Here are some eye opening facts (excerpts from the ToI article)
  1. To focus solely on race, as the Indian media had done, detracted attention from the more important factors that caused the crisis in the first place. 
  2. The most significant factor by far was the decision taken by the previous John Howard government to open up the vocational education sector to private groups and link it with migration. This was the government's logic: invite young people to study in the country in order to boost earnings from education; persuade them to develop vocational skills needed to grease the wheels of the economy; give them permission to do part-time work even while they took their courses; above all, dangle before them the carrot of PR status two years after their arrival, provided they acquired a certain number of points in their studies. 
  3. The policy was disastrous on many counts. Individuals with no experience in the educational field, including a shop assistant from Kerala, were allowed to open colleges. The government did not bother to find out how they functioned.
  4. The handiwork of Indian agents — nearly 1,700 at the last count — whose job was to lure prospective applicants with tall promises. In return for an investment of Rs 12-15 lakh, Most of the agents' 'victims' came from three states — Andhra Pradesh, Gujarat and, above all, Punjab. The agent's commission ran-ged between 15-20% of the overall expenditure. 

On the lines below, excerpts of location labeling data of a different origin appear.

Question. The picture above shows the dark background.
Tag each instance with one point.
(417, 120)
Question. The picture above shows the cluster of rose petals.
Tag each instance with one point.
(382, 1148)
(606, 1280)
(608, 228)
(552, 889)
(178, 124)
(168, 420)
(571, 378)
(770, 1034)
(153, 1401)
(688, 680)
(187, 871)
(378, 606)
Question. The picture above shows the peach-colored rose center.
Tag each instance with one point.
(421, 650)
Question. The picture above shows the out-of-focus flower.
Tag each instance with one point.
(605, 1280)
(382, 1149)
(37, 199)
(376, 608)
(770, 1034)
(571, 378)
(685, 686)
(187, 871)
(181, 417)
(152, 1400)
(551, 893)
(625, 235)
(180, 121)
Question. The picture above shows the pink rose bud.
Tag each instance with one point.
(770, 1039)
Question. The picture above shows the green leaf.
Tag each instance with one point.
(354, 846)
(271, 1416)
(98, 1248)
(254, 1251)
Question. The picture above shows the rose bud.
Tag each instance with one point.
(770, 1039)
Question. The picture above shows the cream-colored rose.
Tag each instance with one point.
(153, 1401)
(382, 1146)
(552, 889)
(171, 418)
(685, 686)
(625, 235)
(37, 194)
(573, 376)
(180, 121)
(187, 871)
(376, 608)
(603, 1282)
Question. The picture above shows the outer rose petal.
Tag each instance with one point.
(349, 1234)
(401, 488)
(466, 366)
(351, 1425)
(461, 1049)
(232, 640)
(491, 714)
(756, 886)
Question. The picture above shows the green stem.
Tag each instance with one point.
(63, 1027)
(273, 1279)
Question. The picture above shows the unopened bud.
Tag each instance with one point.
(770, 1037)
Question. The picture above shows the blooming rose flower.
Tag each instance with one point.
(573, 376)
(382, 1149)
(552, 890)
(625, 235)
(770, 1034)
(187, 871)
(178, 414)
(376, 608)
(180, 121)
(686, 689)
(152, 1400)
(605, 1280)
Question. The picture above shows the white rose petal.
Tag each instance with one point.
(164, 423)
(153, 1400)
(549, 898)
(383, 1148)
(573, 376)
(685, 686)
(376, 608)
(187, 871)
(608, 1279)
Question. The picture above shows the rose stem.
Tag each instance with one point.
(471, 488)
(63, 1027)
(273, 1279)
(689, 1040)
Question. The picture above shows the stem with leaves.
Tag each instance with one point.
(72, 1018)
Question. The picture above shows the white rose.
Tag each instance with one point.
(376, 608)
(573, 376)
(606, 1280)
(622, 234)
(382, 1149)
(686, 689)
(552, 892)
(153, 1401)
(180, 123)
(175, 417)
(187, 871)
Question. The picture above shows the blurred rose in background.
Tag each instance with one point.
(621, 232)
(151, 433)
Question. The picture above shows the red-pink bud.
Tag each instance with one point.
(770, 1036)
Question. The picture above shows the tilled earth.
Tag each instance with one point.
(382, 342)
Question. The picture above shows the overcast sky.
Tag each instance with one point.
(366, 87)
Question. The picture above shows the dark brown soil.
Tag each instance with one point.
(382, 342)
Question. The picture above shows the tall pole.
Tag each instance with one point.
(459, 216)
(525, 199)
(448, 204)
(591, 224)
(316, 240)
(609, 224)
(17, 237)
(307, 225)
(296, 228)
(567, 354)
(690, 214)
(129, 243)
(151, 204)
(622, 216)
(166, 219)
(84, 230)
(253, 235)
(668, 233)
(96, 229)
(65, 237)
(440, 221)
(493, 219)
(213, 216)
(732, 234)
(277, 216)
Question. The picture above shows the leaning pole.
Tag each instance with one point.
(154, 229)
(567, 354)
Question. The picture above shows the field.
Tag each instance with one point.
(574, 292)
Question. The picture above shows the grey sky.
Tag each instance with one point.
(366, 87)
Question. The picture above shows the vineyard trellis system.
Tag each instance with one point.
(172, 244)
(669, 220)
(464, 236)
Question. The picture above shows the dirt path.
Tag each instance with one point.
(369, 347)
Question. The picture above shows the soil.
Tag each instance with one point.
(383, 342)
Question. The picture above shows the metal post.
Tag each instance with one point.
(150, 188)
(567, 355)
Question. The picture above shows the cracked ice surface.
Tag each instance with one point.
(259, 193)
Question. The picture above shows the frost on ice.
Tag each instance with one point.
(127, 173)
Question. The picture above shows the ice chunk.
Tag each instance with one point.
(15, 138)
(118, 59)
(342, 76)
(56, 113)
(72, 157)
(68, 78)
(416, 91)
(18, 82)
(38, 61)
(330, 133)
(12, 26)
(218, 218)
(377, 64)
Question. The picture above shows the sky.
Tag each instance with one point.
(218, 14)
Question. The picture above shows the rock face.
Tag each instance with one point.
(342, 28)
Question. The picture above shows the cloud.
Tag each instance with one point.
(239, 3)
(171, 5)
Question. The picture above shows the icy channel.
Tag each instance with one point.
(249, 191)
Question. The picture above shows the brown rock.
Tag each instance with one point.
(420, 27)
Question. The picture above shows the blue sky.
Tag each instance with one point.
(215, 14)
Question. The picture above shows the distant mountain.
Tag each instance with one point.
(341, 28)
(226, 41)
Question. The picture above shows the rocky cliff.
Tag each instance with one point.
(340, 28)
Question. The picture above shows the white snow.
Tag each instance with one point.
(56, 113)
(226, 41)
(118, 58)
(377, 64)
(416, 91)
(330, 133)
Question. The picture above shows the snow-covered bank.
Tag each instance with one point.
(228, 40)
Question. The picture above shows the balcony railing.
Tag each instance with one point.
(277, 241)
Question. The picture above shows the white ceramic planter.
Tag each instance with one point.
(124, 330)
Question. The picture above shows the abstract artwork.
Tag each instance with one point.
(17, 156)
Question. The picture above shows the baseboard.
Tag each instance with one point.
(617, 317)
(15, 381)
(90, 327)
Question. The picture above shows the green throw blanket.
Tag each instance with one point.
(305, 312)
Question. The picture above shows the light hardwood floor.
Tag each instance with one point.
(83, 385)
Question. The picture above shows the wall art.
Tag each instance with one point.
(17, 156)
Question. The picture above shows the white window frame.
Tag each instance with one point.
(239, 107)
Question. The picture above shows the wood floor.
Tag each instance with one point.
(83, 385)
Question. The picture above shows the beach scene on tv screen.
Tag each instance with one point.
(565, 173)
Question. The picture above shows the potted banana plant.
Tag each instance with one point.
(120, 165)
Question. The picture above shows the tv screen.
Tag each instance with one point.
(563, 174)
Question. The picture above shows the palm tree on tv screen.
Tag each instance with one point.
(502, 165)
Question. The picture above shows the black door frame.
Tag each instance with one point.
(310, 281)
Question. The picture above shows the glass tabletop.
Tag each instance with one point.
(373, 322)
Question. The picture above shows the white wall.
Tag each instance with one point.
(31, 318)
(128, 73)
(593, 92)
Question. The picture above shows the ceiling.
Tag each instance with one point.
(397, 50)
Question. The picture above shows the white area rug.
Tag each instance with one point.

  5. Aiding, if not quite abetting, the agent was Australia's lax visa regime. The visa-seeker had to furnish proof that he had enough money in the bank to pay for the travel, tuition fees and lodging and boarding costs for two years. This was easily done by obtaining a loan for 3 months to be deposited in a savings account.
  6. Last but not least, the lack of a support system on arrival for the student led him to be associated with students who had arrived just like him - work long hours part time for  lower wages than local populace, get paid in cash making him/her a target of local anti-social youth.

Getting an idea how complex the root of a problem really is. And to assume that racism is the only thing that is true about all these attacks as our media chose to portray. As people who consume news, we should be more discerning.